El déficit fiscal, en términos simples, revela que el Estado gasta considerablemente más de lo que recauda. Para cubrir esa brecha, el Gobierno ha tenido que acudir de manera intensiva al endeudamiento, en un contexto internacional adverso marcado por tasas de interés elevadas y mercados cada vez menos tolerantes con los países que muestran señales de indisciplina fiscal. El resultado es una combinación riesgosa: más deuda y financiamiento más caro.
Analistas del mercado advierten que esta situación ya se refleja en la curva de deuda colombiana, donde las tasas han aumentado en todos los plazos. Este comportamiento no es casual: suele interpretarse como una señal de desconfianza creciente de los inversionistas, que exigen mayores rendimientos para prestar dinero a un país percibido como más riesgoso. En otras palabras, Colombia está pagando un precio más alto por financiar su déficit.
El contraste es aún más llamativo si se compara con los estándares internacionales de prudencia fiscal. Mientras la mayoría de economías desarrolladas y emergentes buscan mantener sus déficits por debajo del 3 % del PIB, considerado un umbral razonable para garantizar sostenibilidad, Colombia se ubica en un grupo reducido de países que han desbordado ampliamente ese límite.

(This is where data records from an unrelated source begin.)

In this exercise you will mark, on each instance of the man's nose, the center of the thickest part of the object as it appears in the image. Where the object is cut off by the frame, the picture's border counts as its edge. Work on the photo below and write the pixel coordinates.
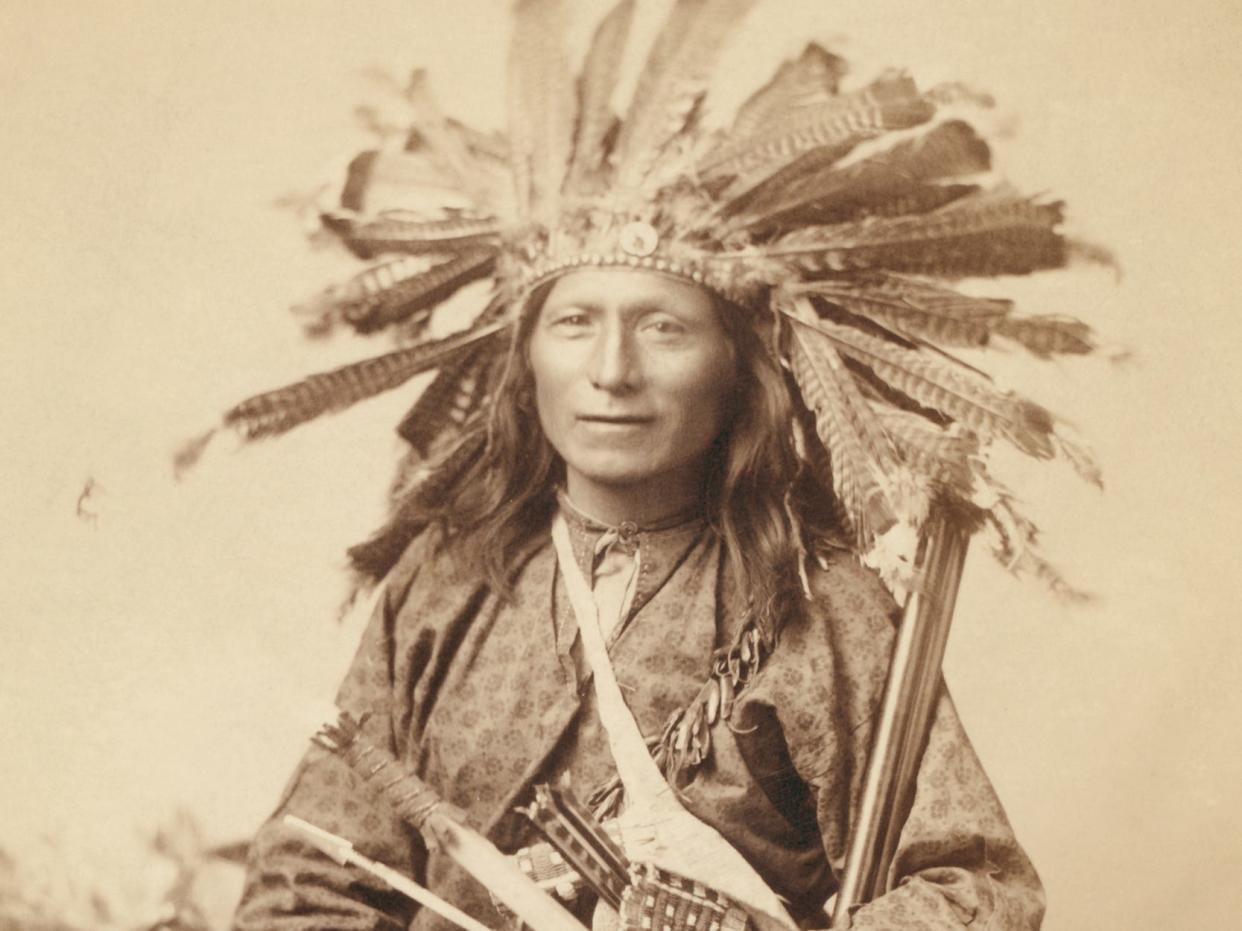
(612, 365)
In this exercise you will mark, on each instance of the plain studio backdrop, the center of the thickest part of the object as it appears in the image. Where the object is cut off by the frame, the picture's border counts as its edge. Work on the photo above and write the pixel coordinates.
(172, 644)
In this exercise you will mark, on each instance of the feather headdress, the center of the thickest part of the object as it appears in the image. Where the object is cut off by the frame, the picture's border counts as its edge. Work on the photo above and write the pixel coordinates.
(846, 215)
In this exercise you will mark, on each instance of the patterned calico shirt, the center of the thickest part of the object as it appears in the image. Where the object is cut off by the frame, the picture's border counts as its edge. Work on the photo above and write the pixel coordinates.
(483, 698)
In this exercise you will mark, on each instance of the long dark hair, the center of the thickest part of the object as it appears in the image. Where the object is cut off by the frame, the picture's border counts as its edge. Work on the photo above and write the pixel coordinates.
(758, 497)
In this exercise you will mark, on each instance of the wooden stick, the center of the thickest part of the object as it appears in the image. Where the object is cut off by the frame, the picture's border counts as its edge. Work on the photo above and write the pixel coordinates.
(343, 852)
(911, 695)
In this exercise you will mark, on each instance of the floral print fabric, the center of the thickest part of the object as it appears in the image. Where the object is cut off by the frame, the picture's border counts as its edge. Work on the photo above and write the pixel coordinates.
(485, 697)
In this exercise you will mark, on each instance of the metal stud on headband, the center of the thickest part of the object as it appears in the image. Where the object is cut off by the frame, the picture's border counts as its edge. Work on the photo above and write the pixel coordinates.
(845, 212)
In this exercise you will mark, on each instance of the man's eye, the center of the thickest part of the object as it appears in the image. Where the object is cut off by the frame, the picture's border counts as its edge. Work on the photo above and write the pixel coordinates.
(666, 327)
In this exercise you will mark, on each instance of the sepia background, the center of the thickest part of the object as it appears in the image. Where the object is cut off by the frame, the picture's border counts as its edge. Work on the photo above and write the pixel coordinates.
(168, 647)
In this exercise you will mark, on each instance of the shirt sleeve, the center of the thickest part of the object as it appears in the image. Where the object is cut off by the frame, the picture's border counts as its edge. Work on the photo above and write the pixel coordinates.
(293, 886)
(958, 863)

Junto con Egipto, Polonia (–7 %) y Brasil (–6,5 %), el país integra un bloque que enfrenta serias dificultades para equilibrar sus presupuestos sin recurrir a un endeudamiento agresivo.

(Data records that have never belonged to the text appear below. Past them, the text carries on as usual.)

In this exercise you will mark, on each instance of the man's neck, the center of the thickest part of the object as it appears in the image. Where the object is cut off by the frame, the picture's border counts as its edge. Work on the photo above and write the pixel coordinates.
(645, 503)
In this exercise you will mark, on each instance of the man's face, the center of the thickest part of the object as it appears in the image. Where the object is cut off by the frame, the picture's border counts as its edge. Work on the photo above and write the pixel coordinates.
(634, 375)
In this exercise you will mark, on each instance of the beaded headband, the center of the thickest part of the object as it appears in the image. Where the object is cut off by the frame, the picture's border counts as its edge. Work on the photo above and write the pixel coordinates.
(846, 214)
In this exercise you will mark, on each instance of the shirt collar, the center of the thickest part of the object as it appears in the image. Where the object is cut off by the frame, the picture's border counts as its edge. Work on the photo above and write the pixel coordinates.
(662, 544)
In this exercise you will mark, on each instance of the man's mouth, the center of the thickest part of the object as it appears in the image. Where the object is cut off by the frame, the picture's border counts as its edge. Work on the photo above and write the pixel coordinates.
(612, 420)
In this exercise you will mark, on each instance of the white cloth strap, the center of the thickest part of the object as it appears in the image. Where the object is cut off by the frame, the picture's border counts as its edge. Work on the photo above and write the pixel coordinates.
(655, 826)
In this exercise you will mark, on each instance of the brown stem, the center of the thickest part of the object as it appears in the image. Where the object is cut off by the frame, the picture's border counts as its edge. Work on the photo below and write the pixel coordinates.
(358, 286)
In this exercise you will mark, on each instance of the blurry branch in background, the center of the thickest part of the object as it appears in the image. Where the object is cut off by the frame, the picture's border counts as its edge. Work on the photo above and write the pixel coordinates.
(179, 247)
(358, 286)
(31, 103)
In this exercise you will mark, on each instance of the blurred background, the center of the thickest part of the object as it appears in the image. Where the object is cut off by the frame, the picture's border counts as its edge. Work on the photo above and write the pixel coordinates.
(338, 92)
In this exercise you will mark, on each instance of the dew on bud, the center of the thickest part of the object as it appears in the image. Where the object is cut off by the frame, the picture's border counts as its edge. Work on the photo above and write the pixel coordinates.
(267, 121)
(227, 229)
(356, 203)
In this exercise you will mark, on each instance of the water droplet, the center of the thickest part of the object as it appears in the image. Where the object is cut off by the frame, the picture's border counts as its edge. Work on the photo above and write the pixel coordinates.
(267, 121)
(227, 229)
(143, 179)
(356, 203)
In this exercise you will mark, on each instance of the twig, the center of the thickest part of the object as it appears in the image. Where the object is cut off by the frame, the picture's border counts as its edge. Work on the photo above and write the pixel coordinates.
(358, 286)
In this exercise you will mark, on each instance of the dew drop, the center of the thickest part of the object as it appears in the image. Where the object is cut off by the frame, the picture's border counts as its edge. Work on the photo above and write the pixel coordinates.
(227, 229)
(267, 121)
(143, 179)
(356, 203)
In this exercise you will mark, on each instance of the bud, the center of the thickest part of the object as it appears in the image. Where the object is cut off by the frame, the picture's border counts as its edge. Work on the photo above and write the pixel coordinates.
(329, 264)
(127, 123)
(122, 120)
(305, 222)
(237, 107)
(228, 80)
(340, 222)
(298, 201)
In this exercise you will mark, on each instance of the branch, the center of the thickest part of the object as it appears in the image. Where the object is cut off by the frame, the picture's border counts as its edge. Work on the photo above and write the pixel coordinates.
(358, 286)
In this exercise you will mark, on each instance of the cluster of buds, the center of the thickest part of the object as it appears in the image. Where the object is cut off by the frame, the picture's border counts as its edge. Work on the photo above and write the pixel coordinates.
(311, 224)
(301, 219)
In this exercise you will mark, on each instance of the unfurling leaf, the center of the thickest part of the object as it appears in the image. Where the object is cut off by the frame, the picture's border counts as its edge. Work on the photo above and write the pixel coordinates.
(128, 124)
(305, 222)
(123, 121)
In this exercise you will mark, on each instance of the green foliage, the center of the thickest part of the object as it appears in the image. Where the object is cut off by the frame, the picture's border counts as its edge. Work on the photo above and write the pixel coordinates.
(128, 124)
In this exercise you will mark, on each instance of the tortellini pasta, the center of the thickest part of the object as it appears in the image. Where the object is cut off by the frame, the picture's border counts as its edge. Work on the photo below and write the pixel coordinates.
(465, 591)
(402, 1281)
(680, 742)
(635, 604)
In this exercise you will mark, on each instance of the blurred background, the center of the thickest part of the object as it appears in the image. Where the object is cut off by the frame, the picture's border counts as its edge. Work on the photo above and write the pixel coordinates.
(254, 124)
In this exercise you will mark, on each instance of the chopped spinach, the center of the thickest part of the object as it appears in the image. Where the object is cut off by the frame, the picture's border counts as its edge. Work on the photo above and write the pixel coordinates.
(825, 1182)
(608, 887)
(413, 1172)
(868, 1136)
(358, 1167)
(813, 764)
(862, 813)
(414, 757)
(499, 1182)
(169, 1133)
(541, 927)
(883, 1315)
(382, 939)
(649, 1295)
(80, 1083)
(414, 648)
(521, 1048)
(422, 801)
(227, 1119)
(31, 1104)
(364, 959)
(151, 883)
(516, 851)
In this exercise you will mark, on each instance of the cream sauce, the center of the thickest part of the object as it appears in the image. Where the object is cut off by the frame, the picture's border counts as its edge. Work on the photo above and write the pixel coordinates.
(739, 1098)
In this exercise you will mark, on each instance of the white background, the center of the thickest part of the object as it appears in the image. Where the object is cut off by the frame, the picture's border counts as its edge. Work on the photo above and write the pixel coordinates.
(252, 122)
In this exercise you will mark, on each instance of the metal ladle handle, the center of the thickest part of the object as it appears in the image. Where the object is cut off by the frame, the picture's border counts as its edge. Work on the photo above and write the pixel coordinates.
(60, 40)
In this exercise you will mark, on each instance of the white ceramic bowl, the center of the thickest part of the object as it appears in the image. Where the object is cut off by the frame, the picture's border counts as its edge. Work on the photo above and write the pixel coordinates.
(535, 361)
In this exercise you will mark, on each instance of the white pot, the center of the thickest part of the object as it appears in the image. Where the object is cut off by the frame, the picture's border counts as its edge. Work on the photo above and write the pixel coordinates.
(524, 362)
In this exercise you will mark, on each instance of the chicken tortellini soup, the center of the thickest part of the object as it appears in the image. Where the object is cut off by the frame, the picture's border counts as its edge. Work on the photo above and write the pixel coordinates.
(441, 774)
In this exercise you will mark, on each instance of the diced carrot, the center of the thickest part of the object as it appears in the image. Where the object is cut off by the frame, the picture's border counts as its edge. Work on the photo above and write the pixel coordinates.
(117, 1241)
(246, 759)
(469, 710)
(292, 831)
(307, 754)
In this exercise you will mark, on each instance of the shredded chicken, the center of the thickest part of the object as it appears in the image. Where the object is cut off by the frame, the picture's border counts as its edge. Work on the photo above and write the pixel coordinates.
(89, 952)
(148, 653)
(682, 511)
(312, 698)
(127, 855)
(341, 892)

En el caso egipcio, el déficit está explicado en gran parte por devaluaciones sucesivas y una pesada carga de deuda externa. En Brasil y Polonia, el desequilibrio responde a presiones estructurales y altos compromisos de gasto. En Colombia, sin embargo, el problema combina menores ingresos efectivos, un gasto rígido y un entorno político que ha dificultado los ajustes necesarios, lo que agrava la percepción de riesgo.
Economistas coinciden en que un déficit de esta magnitud no solo compromete las finanzas presentes, sino que hipoteca el futuro fiscal del país. Cada punto adicional de déficit implica más deuda, y cada peso adicional de deuda se traduce en mayores pagos de intereses, reduciendo el margen para inversión social, infraestructura o programas de desarrollo. Es un círculo vicioso que, de no corregirse, puede derivar en recortes forzados o en reformas fiscales impopulares.
Más allá de las cifras, el mensaje que reciben los mercados es claro: la credibilidad fiscal de Colombia está en entredicho. En un escenario global donde los inversionistas son cada vez más selectivos, los países con cuentas desordenadas quedan en desventaja frente a aquellos que muestran disciplina y reglas claras. Para Colombia, el desafío no es menor: recuperar la confianza requerirá señales contundentes de responsabilidad fiscal, ajustes realistas y una estrategia creíble que garantice que el déficit no siga escalando.
El dato revelado por The Economist no es solo una estadística incómoda; es una advertencia. Ignorarla podría profundizar la presión sobre la deuda, encarecer aún más el financiamiento y limitar la capacidad del Estado para responder a las necesidades económicas y sociales del país. En el tablero fiscal global, Colombia ya está bajo la lupa, y el margen de maniobra se reduce con cada nuevo punto de déficit.